A lot of the album could be characterized as blackened doom as it really clings to its moderate speeds, and this really allows each of the riffs to be fully felt in the listener's gut, but the riff set itself is quite broad, from eerie, winding dissonant riffs to more accessible chord patterns and captivating melodies that manage not to ever come off too sugary or positive. Vocals range from the expected harsh barks, to cleaner chants, even some effects-driven vocals that sound robotic in "Canto I", or murky subterranean echoes ("Canto III"). The riffs often devolve into patterns of frightening, droning ambiance ("Canto II"), which quite coolly set up the further metallic elements. Overall, the musician known here as Hunger does an impressive job of varying up his content so the 6-8 minute tracks have a lot of nuance to them and never become sprawling monuments to boredom. The project continues to live up to its brand as you can never be quite sure what will be lying around any of its corners, so you're best to keep 40 minutes of string handy as you explore its depths.

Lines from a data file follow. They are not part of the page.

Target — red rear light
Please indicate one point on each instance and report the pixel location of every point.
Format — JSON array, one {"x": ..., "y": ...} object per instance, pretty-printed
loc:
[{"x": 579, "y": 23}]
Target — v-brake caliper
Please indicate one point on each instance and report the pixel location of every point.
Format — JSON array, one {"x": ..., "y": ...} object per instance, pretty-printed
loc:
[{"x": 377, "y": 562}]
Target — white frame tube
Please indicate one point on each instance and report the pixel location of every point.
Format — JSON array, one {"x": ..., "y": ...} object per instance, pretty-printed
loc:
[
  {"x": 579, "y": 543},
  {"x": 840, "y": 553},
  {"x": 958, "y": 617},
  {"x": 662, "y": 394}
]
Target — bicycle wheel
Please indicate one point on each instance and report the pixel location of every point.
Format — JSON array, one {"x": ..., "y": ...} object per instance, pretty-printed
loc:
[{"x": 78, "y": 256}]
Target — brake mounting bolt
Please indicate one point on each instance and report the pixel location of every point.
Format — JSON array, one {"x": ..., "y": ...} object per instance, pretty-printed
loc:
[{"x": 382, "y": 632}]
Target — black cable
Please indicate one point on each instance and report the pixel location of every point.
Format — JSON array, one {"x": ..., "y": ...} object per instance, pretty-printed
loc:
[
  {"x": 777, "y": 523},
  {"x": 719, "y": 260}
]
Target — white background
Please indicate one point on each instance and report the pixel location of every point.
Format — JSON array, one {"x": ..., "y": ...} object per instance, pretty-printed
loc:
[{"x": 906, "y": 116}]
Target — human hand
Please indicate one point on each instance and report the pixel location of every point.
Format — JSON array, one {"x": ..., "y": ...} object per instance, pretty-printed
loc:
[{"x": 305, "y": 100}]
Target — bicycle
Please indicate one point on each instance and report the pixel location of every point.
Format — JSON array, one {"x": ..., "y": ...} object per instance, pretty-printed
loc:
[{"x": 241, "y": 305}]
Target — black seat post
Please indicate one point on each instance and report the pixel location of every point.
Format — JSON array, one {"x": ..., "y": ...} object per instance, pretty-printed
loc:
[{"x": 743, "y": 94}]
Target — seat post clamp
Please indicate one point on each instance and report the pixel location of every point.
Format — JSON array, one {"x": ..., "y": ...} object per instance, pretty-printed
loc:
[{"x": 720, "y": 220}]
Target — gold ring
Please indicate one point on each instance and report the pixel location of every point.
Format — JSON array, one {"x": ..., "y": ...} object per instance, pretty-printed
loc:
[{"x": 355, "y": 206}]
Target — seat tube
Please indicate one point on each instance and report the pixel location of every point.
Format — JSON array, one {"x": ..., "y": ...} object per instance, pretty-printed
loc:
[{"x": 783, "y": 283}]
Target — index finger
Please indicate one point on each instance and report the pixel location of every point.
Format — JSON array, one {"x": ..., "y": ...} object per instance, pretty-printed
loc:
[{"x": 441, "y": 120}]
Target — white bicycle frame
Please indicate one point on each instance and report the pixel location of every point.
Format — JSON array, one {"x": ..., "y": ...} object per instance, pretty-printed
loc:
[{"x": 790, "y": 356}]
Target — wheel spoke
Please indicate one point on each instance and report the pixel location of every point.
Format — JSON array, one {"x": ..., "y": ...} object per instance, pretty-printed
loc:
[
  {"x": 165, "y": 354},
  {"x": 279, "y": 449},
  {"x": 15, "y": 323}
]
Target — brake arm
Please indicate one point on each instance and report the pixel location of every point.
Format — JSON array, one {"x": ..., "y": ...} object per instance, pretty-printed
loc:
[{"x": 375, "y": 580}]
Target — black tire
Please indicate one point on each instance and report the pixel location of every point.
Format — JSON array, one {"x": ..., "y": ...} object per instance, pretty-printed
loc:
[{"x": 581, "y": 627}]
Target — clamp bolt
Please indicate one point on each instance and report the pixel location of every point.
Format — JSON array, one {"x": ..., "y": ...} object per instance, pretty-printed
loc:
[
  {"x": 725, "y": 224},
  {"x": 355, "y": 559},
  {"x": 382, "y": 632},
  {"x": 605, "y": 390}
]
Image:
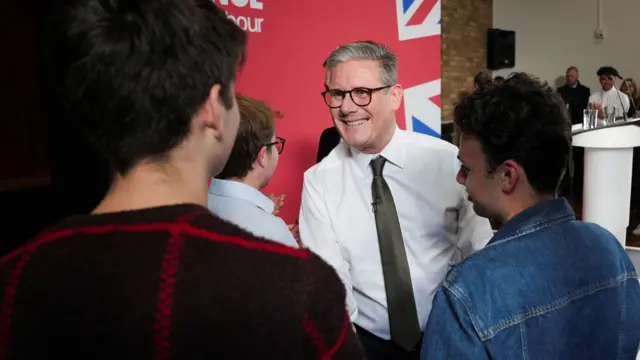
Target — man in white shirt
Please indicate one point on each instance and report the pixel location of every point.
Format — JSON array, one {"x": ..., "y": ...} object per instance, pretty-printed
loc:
[
  {"x": 340, "y": 220},
  {"x": 609, "y": 95},
  {"x": 234, "y": 195}
]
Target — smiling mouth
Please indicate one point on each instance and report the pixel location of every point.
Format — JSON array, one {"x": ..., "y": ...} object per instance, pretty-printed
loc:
[{"x": 354, "y": 122}]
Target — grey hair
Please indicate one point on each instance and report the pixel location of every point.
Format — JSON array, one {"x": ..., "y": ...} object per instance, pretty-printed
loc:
[{"x": 367, "y": 50}]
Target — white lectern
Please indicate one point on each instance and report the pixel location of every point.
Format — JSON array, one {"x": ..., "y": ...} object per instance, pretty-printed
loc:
[{"x": 608, "y": 162}]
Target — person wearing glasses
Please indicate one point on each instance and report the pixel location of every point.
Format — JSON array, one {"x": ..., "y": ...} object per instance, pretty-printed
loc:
[
  {"x": 384, "y": 208},
  {"x": 234, "y": 194}
]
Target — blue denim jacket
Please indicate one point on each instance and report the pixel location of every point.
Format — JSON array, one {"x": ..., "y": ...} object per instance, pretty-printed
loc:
[{"x": 546, "y": 287}]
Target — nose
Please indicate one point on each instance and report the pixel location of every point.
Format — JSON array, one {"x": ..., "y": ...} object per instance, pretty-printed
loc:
[
  {"x": 460, "y": 177},
  {"x": 348, "y": 106}
]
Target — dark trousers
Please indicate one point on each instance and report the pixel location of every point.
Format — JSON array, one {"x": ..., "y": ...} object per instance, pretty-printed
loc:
[
  {"x": 380, "y": 349},
  {"x": 578, "y": 173}
]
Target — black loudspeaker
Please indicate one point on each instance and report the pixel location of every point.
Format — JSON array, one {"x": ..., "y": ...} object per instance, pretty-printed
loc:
[{"x": 501, "y": 49}]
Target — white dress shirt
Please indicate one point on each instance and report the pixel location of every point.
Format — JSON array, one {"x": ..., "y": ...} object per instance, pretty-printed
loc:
[
  {"x": 437, "y": 221},
  {"x": 610, "y": 98},
  {"x": 248, "y": 208}
]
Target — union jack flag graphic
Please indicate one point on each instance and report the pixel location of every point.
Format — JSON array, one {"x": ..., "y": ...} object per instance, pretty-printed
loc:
[
  {"x": 419, "y": 27},
  {"x": 418, "y": 18}
]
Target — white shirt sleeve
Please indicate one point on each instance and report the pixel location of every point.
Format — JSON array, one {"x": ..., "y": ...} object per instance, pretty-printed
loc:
[{"x": 316, "y": 233}]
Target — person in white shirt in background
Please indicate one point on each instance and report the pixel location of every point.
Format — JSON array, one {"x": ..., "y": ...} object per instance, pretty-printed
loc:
[
  {"x": 609, "y": 95},
  {"x": 337, "y": 221},
  {"x": 234, "y": 195}
]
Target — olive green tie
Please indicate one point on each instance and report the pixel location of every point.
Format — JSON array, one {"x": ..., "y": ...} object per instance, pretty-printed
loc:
[{"x": 401, "y": 304}]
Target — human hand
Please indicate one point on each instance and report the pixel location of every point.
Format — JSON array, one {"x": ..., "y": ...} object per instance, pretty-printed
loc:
[
  {"x": 278, "y": 202},
  {"x": 295, "y": 231}
]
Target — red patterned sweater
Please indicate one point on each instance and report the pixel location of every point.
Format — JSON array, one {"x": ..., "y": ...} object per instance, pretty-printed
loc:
[{"x": 174, "y": 282}]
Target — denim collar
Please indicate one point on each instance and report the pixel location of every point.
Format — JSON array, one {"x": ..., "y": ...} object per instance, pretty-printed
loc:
[{"x": 535, "y": 218}]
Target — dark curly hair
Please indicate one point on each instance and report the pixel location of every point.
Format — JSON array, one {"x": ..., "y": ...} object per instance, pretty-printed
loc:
[{"x": 522, "y": 120}]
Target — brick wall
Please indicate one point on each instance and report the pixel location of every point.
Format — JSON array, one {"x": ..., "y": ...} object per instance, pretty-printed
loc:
[{"x": 464, "y": 28}]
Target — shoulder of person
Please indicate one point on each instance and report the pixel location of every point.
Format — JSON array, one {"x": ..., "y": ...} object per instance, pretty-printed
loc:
[{"x": 330, "y": 161}]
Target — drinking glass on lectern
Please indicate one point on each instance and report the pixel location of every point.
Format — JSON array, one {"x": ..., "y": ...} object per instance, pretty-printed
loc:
[
  {"x": 609, "y": 114},
  {"x": 586, "y": 118}
]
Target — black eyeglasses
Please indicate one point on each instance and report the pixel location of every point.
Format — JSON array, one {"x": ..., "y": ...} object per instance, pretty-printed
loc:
[
  {"x": 360, "y": 96},
  {"x": 279, "y": 144}
]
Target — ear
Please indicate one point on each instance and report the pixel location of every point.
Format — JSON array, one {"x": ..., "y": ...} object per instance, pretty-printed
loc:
[
  {"x": 396, "y": 93},
  {"x": 511, "y": 175},
  {"x": 261, "y": 159},
  {"x": 210, "y": 113}
]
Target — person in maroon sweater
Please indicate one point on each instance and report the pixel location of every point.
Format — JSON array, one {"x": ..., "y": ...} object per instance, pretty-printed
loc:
[{"x": 151, "y": 273}]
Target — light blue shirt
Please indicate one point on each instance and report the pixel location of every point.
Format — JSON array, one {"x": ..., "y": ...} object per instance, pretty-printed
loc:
[{"x": 249, "y": 209}]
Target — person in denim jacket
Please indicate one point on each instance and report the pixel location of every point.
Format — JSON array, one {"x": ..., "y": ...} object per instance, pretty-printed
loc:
[{"x": 546, "y": 286}]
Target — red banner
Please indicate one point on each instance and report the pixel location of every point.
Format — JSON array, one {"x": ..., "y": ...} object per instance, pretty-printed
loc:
[{"x": 289, "y": 40}]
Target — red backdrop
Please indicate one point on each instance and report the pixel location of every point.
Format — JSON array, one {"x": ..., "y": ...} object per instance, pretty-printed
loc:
[{"x": 289, "y": 40}]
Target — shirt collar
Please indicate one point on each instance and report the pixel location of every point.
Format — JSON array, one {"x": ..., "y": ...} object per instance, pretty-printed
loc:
[
  {"x": 535, "y": 218},
  {"x": 394, "y": 153},
  {"x": 238, "y": 190}
]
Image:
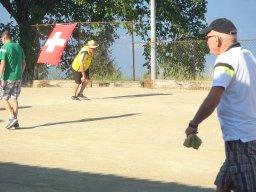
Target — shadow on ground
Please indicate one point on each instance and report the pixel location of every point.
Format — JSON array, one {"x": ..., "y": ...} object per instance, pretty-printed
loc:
[
  {"x": 20, "y": 107},
  {"x": 79, "y": 121},
  {"x": 134, "y": 96},
  {"x": 22, "y": 178}
]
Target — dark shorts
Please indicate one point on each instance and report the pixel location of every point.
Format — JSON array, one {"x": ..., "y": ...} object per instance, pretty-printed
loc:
[
  {"x": 10, "y": 89},
  {"x": 238, "y": 172},
  {"x": 78, "y": 75}
]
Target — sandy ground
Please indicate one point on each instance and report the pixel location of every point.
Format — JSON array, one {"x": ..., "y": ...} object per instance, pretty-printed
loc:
[{"x": 121, "y": 140}]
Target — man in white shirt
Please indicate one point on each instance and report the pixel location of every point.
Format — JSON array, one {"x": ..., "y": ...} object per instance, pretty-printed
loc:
[{"x": 233, "y": 93}]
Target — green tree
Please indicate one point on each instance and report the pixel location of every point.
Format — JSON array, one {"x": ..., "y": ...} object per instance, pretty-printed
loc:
[{"x": 176, "y": 20}]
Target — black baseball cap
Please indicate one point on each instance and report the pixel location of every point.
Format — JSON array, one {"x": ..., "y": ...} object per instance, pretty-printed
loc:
[{"x": 221, "y": 25}]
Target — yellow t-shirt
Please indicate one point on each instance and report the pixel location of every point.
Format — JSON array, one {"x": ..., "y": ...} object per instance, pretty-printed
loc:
[{"x": 84, "y": 56}]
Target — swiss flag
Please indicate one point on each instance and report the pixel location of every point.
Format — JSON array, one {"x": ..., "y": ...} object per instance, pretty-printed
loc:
[{"x": 55, "y": 45}]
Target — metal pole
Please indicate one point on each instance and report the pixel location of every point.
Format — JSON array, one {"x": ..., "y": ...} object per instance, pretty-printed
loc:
[
  {"x": 153, "y": 39},
  {"x": 133, "y": 53}
]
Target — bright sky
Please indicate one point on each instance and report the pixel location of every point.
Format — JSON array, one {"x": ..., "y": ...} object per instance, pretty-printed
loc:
[{"x": 241, "y": 12}]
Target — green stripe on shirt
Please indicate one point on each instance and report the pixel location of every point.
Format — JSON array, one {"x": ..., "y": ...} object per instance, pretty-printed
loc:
[{"x": 226, "y": 68}]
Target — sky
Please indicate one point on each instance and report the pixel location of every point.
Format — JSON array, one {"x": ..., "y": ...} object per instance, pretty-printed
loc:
[{"x": 241, "y": 12}]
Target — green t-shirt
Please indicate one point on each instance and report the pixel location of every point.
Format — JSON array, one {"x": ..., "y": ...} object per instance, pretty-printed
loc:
[{"x": 13, "y": 55}]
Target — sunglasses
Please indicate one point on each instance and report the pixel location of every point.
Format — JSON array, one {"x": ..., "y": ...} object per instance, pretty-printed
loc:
[{"x": 208, "y": 37}]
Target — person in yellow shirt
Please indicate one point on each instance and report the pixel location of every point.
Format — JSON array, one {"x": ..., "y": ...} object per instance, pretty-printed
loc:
[{"x": 80, "y": 69}]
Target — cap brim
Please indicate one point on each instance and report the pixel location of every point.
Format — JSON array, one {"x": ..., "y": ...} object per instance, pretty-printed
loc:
[{"x": 205, "y": 30}]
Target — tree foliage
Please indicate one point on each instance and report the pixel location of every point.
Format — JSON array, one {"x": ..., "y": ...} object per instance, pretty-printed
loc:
[{"x": 176, "y": 20}]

It's not all a crawl, as the closing piece hammers down some moderate blast beats, but even then you never get the sense that Monumental Bitterness is ever concerned with its velocity as it much as it is fleshing out every moment with appropriately bleak atmosphere. The focus here is ever on the guitars and vocals, the rhythm section has its moments, but is primarily a more mechanical bedrock to support the album's more creative ideas; the few exceptions are when the drum work gets more tribal and thunderous, providing for some of its better beats. Overall though I have few gripes, while there aren't a lot of truly memorable riff patterns or vocal lines, the material as a whole congeals into a moderately gripping experience, a subversion of slower to medium black metal much like Stillborn is a bit out in left field for the more intense death/black assault. Struggling a little to find comparable bands to this, but I think if you enjoyed the most recent pair of albums from Norway's Svartelder then you'd want to check it out, or the more modern Varathron stuff like Untrodden Corridors of Hades and Patriarchs of Evil.